DATE: SUNDAY, August 6, 1995                   TAG: 9508080003
SECTION: EDITORIAL                    PAGE: D-3   EDITION: METRO 
SOURCE: MAHER HATHOUT
DATELINE:                                 LENGTH: Medium


AN INDIFFERENT WORLD

IN A PLURALISTIC society, a major guarantee of harmony is the understanding of the different components of the pluralism - the understanding of one another. The sharing and appreciation of one another's pain, frustrations and aspirations will contribute to breaking the walls of psychological ghettos. It is morally right and pragmatically important that all the groups in our society reveal their collective suffering.

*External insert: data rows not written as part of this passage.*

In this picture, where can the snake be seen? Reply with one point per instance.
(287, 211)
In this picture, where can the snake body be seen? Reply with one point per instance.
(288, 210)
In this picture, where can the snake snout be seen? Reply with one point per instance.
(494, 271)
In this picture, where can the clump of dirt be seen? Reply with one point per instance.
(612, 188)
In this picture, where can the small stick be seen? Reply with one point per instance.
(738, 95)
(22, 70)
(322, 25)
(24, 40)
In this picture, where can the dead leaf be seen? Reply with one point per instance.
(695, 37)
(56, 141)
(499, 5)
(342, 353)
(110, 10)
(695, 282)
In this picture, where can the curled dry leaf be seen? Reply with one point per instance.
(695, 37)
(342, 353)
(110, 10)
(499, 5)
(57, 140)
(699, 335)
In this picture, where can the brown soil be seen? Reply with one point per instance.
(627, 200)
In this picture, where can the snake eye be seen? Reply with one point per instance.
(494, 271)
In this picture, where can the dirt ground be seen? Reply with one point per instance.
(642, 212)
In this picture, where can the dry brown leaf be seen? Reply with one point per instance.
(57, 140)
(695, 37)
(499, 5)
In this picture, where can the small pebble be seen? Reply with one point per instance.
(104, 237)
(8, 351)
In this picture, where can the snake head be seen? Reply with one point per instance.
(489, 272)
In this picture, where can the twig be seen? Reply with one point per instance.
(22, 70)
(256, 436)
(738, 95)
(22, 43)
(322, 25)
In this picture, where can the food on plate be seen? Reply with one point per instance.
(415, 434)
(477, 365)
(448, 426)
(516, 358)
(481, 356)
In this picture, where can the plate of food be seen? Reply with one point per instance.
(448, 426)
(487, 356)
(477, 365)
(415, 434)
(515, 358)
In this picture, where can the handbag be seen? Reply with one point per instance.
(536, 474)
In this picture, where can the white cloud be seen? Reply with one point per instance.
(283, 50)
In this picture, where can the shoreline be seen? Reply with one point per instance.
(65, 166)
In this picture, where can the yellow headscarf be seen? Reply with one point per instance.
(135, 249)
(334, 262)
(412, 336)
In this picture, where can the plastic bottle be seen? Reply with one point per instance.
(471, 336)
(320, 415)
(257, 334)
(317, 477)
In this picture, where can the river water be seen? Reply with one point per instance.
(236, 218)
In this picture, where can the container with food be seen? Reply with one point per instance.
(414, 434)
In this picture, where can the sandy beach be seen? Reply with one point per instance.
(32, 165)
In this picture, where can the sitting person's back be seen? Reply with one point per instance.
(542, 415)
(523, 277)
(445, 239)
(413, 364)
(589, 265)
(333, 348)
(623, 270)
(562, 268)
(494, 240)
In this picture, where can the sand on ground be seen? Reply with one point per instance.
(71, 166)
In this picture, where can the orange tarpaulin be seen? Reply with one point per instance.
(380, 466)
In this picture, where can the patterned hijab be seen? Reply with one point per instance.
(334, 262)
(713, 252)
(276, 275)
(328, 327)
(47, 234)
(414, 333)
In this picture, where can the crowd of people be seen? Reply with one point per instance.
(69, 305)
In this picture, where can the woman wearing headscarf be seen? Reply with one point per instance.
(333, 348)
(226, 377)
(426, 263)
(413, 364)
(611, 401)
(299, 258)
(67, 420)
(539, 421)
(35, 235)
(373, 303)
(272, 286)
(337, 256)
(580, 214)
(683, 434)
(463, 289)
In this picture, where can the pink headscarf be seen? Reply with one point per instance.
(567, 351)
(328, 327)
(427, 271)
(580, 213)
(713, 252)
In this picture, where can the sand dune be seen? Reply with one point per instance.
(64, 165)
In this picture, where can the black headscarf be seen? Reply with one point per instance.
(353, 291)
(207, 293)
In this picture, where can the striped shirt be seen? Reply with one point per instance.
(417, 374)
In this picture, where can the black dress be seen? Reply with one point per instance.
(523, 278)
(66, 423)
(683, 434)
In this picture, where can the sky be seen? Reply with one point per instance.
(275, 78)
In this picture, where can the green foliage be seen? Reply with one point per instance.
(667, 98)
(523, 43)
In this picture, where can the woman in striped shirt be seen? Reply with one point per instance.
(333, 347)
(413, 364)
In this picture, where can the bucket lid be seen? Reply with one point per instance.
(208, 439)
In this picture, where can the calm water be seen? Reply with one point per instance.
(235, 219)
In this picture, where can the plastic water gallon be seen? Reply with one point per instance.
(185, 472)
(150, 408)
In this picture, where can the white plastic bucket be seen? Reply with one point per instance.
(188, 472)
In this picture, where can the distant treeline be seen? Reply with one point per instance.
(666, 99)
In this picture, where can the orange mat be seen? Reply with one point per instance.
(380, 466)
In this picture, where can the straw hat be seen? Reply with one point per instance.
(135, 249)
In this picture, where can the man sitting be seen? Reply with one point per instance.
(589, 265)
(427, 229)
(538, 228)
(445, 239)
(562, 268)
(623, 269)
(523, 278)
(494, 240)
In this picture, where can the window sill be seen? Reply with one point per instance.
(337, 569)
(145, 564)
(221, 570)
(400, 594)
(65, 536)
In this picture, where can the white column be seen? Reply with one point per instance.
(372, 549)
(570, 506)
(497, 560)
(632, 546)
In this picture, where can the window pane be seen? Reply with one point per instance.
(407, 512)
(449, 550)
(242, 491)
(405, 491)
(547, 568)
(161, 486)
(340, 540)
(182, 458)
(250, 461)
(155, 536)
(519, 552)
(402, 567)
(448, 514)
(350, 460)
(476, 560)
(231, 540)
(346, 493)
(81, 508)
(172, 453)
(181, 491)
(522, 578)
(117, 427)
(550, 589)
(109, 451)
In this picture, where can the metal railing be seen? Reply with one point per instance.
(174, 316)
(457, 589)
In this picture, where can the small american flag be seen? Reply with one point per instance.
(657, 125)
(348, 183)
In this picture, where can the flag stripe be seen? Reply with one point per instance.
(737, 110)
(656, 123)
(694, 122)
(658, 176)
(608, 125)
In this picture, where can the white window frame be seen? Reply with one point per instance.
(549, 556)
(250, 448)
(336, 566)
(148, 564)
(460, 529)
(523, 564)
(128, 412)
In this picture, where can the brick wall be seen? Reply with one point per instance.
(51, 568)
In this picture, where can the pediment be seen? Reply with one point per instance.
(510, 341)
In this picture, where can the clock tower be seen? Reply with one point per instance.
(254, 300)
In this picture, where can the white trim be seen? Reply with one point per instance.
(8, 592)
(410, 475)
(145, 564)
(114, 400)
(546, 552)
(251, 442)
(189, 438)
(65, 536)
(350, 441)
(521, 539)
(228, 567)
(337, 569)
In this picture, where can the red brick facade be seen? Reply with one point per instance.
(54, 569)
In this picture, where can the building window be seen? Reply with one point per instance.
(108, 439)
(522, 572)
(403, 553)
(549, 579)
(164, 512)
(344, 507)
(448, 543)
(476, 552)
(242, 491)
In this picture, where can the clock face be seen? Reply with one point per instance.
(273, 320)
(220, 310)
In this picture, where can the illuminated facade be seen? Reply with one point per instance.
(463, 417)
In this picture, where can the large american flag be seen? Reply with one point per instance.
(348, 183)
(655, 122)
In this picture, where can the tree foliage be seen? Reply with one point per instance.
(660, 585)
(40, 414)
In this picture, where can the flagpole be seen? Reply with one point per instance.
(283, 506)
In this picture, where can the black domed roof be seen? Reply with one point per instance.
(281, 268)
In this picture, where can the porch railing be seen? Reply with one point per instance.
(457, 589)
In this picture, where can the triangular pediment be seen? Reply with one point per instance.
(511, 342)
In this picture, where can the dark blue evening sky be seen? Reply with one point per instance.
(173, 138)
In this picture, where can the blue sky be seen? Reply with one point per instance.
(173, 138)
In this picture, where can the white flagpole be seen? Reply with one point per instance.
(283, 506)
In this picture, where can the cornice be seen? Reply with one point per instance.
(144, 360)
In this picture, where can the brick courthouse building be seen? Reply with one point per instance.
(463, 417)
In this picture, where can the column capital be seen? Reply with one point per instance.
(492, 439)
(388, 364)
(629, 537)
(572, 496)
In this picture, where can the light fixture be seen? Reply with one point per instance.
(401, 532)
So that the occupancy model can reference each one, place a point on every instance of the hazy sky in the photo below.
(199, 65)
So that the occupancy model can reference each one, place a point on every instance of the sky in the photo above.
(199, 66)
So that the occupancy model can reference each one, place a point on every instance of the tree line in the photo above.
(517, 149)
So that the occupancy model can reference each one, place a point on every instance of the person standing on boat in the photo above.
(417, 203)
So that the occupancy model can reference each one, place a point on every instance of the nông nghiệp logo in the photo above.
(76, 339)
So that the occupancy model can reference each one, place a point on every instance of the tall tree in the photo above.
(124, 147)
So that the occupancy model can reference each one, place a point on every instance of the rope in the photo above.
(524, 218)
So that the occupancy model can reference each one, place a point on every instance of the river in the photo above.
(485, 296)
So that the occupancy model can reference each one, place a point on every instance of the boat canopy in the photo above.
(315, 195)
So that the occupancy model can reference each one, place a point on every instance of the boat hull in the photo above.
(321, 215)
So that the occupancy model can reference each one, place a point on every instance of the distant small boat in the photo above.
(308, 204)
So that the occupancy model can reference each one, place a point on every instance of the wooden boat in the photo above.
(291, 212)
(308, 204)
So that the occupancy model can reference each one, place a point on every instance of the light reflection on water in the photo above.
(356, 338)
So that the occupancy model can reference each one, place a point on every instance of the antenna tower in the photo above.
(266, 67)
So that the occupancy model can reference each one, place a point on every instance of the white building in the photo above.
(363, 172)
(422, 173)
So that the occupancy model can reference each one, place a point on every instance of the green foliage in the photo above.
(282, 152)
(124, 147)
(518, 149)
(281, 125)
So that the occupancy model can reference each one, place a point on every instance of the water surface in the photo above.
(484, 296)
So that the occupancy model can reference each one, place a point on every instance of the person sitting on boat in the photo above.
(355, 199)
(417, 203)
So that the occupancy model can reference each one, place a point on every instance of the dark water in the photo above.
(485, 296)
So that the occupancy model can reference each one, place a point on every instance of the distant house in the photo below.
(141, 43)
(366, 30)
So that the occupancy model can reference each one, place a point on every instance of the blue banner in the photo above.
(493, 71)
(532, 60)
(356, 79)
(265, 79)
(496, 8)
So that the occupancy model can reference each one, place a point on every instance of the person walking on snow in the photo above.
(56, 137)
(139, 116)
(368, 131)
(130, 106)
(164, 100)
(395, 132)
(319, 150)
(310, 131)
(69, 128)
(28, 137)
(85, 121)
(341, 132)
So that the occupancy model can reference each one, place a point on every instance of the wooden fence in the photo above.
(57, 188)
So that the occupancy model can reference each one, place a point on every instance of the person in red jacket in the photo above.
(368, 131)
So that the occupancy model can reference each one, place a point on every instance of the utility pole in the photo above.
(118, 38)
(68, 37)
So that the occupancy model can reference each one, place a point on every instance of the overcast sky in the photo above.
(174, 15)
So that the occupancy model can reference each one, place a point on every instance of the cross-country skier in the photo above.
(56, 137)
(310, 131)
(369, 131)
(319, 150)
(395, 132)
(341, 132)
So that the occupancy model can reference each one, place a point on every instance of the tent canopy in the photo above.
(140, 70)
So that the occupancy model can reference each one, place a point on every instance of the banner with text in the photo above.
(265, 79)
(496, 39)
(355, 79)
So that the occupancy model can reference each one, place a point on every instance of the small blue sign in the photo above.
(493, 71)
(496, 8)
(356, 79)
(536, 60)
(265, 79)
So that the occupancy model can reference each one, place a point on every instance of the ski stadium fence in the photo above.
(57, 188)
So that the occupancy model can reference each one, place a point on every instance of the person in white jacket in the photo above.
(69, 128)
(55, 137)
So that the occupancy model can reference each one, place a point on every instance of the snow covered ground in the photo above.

And so we American Muslims want everyone to know how we feel today - the extent of our agony, the darkness of our anger, the depth of our sadness. We feel what is happening in Bosnia as if it were happening to us.

I will not mince the words and claim we are upset because of the failure of law and order in the world, or the crushing of a promising democratic pluralism in Bosnia, or the disintegration of the United Nations. Neither are we solemnly heartbroken because of the disillusion in American ideals or the loss of the leadership of our country to the Free World.

We hurt because we see Muslims being killed because they are Muslims, women raped because they are Muslim women, children maimed because their parents carry Muslim names. We hurt because we see the genocide widely publicized, almost celebrated for the scope of its savagery, and yet nobody cares. In our perception, whether it's right or wrong, if the victims were other than Muslim, the situation would be different.

We hurt because the major powers in the world have not only refrained from helping the victims, but have also imposed an arms embargo that is preventing the victims from helping themselves. We hurt because, with unbelievable insensitivity, our country's leaders say that all this suffering is not worthy of the sacrifice of a single American life because the lives of Muslims are not worthy and their blood is cheaper.

We hurt because we see civilized people pricking consciences over the fate of animals while Bosnian Muslims are not exotic enough to be preserved. We hurt because we saw our country lining up the United Nations solid and straight to secure the flow of oil from the Persian Gulf, but not to stop the flowing blood of Bosnian Muslims.

We are hurt to hear the obscenity of claims that lifting the arms embargo will increase the bloodshed, which does not mean the quantity of blood, but rather sharing the pool of blood lost with the aggressors. We are angered to see people barbecued in the ``safe haven'' zones and then to hear the suffering in Bosnia transformed into a debate on how to save the peacekeeping forces. Yes, we are agonizing for our brothers and sisters for whom there is no one left to mourn.

We harbor the kind of anger that is not amenable to erasure by time, an anger shared by one-fifth of the inhabitants of the globe; only fools can ignore its impact.

It is maddening to American Jews to have someone deny the Holocaust, because they know how the world denied the pain when it was inflicted. To American Muslims, it is even worse because the atrocity in Bosnia is not denied; it is shown. Nobody will be able to claim, as most did after the Holocaust, that we did not know, or that we only discovered the horror after the fall of Hitler and the liberation of Auschwitz. Here we all know, we see the genocide in our family rooms, then push the button to see who is testifying in the Simpson trial.

Yes, we Muslims are angry, madly so. It would be dishonest to keep it to ourselves or to create an emotional ghetto. We owe it to our fellow citizens, that they should hear it in its crude truth. We will be stuck together with this anger for a long time. I know that I will never forget, and I wonder whether I can ever forgive.

Maher Hathout, a frequent spokesman on Muslim affairs, is president of the InterReligious Council of Los Angeles.